Correction: An earlier version of this story inaccurately reported the name of the Office of Professional Responsibility. The article also incorrectly identified Michael Yaki as a member of the U.S. Commission on Civil Rights. He is a former member whose reappointment is awaiting congressional approval. This version has been corrected.

The Justice Department’s Office of Professional Responsibility (OPR) has concluded an investigation finding that politics played no role in the handling of the New Black Panther Party case, which sparked a racially charged political fight.

After reviewing thousands of pages of internal e-mails and notes and conducting 44 interviews with department staff members, the OPR reported that “department attorneys did not commit professional misconduct or exercise poor judgment” and that the voter-intimidation case against the Panthers was dismissed on “a good faith assessment of the law” and “not influenced by the race of the defendants.”

The OPR’s findings were released in a letter Tuesday to Rep. Lamar Smith (R-Tex.) that was signed by department attorney Robin Ashton.

The probe was an outgrowth of a political controversy over a 2008 voter-intimidation case against members of the New Black Panther Party. Some conservative lawyers, politicians and commentators have said that the Justice Department’s Civil Rights Division improperly narrowed that case — part of broader allegations among conservatives that the Obama Justice Department has failed to protect the civil rights of white voters.

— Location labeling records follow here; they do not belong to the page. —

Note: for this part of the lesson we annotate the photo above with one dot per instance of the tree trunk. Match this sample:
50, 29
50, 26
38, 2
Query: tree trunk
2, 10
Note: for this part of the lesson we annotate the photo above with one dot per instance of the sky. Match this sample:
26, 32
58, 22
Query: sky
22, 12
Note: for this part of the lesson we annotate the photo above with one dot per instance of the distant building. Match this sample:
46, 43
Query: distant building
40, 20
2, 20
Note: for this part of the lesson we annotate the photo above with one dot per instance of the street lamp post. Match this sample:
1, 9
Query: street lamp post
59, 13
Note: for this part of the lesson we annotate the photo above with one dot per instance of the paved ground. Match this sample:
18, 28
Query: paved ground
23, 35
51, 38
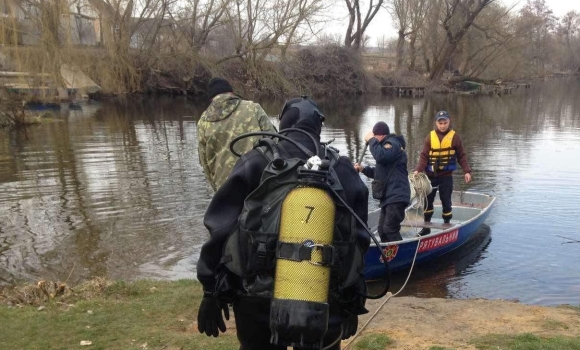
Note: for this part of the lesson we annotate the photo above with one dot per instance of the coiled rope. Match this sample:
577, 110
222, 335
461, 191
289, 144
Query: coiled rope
420, 189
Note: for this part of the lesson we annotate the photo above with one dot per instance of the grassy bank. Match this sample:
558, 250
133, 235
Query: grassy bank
162, 315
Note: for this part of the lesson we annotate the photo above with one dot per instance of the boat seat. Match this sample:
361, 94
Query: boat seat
418, 223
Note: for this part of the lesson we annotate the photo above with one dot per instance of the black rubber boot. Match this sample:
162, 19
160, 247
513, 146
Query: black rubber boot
447, 218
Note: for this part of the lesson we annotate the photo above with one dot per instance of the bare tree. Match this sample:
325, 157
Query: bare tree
356, 24
538, 18
197, 19
458, 18
569, 28
259, 26
400, 11
419, 10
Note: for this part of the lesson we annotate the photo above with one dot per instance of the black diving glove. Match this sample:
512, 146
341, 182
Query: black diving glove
209, 317
349, 326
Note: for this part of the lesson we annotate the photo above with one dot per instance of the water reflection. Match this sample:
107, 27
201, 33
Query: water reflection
116, 189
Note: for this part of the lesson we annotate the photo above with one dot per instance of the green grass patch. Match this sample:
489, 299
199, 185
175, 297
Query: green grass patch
373, 342
525, 342
119, 316
553, 325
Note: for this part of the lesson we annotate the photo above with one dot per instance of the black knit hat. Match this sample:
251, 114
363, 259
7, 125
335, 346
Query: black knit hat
381, 128
218, 86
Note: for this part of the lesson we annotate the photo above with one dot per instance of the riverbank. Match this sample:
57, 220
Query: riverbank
162, 315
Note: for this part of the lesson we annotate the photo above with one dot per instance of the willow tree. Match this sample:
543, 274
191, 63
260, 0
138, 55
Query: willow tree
258, 27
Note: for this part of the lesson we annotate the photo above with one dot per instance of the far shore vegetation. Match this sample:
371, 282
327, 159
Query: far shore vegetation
148, 314
274, 48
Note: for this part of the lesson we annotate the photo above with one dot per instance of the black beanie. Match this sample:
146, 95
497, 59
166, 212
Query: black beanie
381, 128
218, 86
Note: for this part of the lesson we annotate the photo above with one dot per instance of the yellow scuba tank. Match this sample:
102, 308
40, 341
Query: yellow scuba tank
299, 310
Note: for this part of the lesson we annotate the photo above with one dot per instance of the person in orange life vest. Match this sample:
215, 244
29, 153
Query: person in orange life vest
442, 151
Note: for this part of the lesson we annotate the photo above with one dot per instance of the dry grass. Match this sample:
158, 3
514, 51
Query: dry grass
46, 291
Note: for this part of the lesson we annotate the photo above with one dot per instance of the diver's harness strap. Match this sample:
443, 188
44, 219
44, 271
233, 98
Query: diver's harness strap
303, 251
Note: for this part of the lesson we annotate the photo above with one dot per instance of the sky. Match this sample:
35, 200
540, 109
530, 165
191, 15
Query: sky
383, 25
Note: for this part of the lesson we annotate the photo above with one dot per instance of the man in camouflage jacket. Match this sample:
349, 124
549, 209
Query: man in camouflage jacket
227, 117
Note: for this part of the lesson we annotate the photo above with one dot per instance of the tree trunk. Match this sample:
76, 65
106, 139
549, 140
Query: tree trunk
400, 47
439, 66
412, 52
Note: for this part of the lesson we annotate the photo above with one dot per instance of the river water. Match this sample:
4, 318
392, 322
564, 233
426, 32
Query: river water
116, 190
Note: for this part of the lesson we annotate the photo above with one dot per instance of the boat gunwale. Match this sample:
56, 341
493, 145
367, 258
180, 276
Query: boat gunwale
462, 224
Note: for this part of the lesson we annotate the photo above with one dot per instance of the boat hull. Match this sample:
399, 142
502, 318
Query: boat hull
400, 254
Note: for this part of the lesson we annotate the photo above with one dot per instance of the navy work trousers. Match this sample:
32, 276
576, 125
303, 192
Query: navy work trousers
445, 186
390, 222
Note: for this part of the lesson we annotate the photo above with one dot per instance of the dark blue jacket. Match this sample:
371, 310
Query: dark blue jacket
397, 188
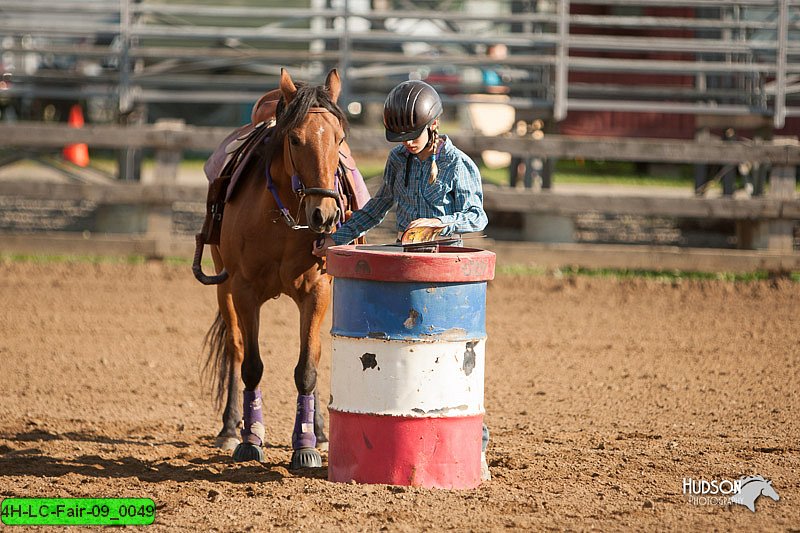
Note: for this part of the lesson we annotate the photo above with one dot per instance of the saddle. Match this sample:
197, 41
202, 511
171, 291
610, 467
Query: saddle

Attorney General Eric H. Holder Jr. and other Justice officials have strongly denied the charge.

In a statement, Smith, who chairs the House Judiciary Committee and is expected to hold hearings on whether the department is politicized, said the review — which was limited to the actions of attorneys in the case — “did not address the Civil Rights Division’s misguided policy of using racial considerations when determining whether to enforce voting rights laws. The Division should protect the voting rights of all Americans, regardless of race, gender, religion or political affiliation.”

Michael Yaki, a former liberal member of the U.S. Commission on Civil Rights whose reappointment is awaiting congressional approval, disagreed. The department was “vindicated” by the report, he said. “There was no evidence of racial bias in the decision making of the Justice Department under Attorney General Holder.”

An investigation by Justice’s inspector general is ongoing.